PennyDreadfulMTG / Penny-Dreadful-Tools

A suite of tools for the Penny Dreadful MTGO community
https://pennydreadfulmagic.com
MIT License
41 stars 28 forks source link

scrapers fail with "UnicodeDecodeError: 'ascii' codec can't decode byte 0xc3 in position 899: ordinal not in range(128)" #694

Closed bakert closed 7 years ago

bakert commented 7 years ago

discord@opensuse:~/decksite> python3 run.py scraper all Fetching https://mtgjson.com/json/version.json (Last Modified=Fri, 28 Apr 2017 22:23:19 GMT) HACK: Using local legal_cards override. Traceback (most recent call last): File "run.py", line 54, in run() File "run.py", line 28, in run from decksite.main import APP File "/home/discord/decksite/decksite/main.py", line 10, in from decksite import league as lg File "/home/discord/decksite/decksite/league.py", line 7, in from magic import legality, rotation File "/home/discord/decksite/magic/legality.py", line 2, in from magic import oracle, multiverse File "/home/discord/decksite/magic/oracle.py", line 135, in multiverse.init() File "/home/discord/decksite/magic/multiverse.py", line 16, in init set_legal_cards() File "/home/discord/decksite/magic/multiverse.py", line 204, in set_legal_cards new_list = fetcher.legal_cards(force, season) File "/home/discord/decksite/magic/fetcher.py", line 18, in legal_cards legal = h.readlines() File "/usr/lib64/python3.5/encodings/ascii.py", line 26, in decode return codecs.ascii_decode(input, self.errors)[0] UnicodeDecodeError: 'ascii' codec can't decode byte 0xc3 in position 899: ordinal not in range(128)

bakert commented 7 years ago

Simple repro on prod:

discord@opensuse:~/decksite> python3 Python 3.5.1 (default, Dec 09 2015, 07:29:36) [GCC] on linux Type "help", "copyright", "credits" or "license" for more information.

import magic.multiverse magic.multiverse.init() Fetching https://mtgjson.com/json/version.json (Last Modified=Fri, 28 Apr 2017 22:23:19 GMT) HACK: Using local legal_cards override.

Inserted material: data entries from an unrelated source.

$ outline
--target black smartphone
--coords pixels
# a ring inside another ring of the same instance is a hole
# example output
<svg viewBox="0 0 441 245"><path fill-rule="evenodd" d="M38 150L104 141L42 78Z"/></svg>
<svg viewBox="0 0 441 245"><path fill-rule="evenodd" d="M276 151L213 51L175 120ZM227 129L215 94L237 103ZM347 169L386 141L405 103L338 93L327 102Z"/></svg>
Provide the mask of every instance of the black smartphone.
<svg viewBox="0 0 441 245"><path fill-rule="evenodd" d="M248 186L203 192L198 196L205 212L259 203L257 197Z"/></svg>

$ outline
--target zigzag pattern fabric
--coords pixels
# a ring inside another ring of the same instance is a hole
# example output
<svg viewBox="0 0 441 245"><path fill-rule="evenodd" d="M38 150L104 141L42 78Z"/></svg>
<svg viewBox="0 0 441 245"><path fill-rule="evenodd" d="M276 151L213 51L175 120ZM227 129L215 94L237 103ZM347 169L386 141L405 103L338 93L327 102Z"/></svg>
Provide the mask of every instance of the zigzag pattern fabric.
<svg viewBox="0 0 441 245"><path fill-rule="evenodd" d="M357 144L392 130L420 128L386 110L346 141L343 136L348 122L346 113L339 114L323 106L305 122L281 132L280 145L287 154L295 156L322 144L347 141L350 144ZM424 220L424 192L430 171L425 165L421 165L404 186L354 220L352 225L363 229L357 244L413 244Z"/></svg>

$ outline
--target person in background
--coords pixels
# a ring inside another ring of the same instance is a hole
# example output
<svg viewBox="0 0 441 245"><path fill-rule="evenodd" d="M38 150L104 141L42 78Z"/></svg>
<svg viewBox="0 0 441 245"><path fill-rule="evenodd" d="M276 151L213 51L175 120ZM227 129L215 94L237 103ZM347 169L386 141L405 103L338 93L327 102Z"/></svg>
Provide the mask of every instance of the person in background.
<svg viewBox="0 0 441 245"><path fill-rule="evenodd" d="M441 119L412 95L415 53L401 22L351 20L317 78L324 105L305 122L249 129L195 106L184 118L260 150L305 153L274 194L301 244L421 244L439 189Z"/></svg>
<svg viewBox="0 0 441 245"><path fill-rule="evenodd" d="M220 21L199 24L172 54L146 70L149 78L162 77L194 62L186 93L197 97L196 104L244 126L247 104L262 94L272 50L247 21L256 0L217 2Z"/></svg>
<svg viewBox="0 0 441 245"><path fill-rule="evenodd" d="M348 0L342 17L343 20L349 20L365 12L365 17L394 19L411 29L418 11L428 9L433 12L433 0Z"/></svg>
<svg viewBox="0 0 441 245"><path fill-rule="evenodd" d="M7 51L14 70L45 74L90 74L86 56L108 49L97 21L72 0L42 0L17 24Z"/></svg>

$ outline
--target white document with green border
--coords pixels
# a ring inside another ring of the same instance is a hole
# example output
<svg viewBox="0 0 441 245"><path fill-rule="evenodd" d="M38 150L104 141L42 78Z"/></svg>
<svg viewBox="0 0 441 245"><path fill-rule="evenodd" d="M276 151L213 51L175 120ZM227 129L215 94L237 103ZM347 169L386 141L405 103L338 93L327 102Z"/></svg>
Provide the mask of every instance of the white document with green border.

Traceback (most recent call last): File "", line 1, in File "/home/discord/decksite/magic/multiverse.py", line 16, in init set_legal_cards() File "/home/discord/decksite/magic/multiverse.py", line 204, in set_legal_cards new_list = fetcher.legal_cards(force, season) File "/home/discord/decksite/magic/fetcher.py", line 18, in legal_cards legal = h.readlines() File "/usr/lib64/python3.5/encodings/ascii.py", line 26, in decode return codecs.ascii_decode(input, self.errors)[0] UnicodeDecodeError: 'ascii' codec can't decode byte 0xc3 in position 899: ordinal not in range(128)

bakert commented 7 years ago

I temporarily fixed this by ascii-fying the legal_cards.txt file currently being by decksite/the scrapers.

{"Lim-Dul's Cohort", 'Khabal Ghoul', 'Jotun Grunt', "Lim-Dul's High Guard", 'Ghazban Ogre', 'Dandan', 'Lim-Dul the Necromancer', 'Junun Efreet', 'Seance', 'Jotun Owl Keeper'}

It's pretty gross. I'm not sure if there'll still be an issue when pdmtgo.com/legal_cards.txt is serving the right thing or not.

silasary commented 7 years ago

I've fixed upstream, Hopefully this will be fine now.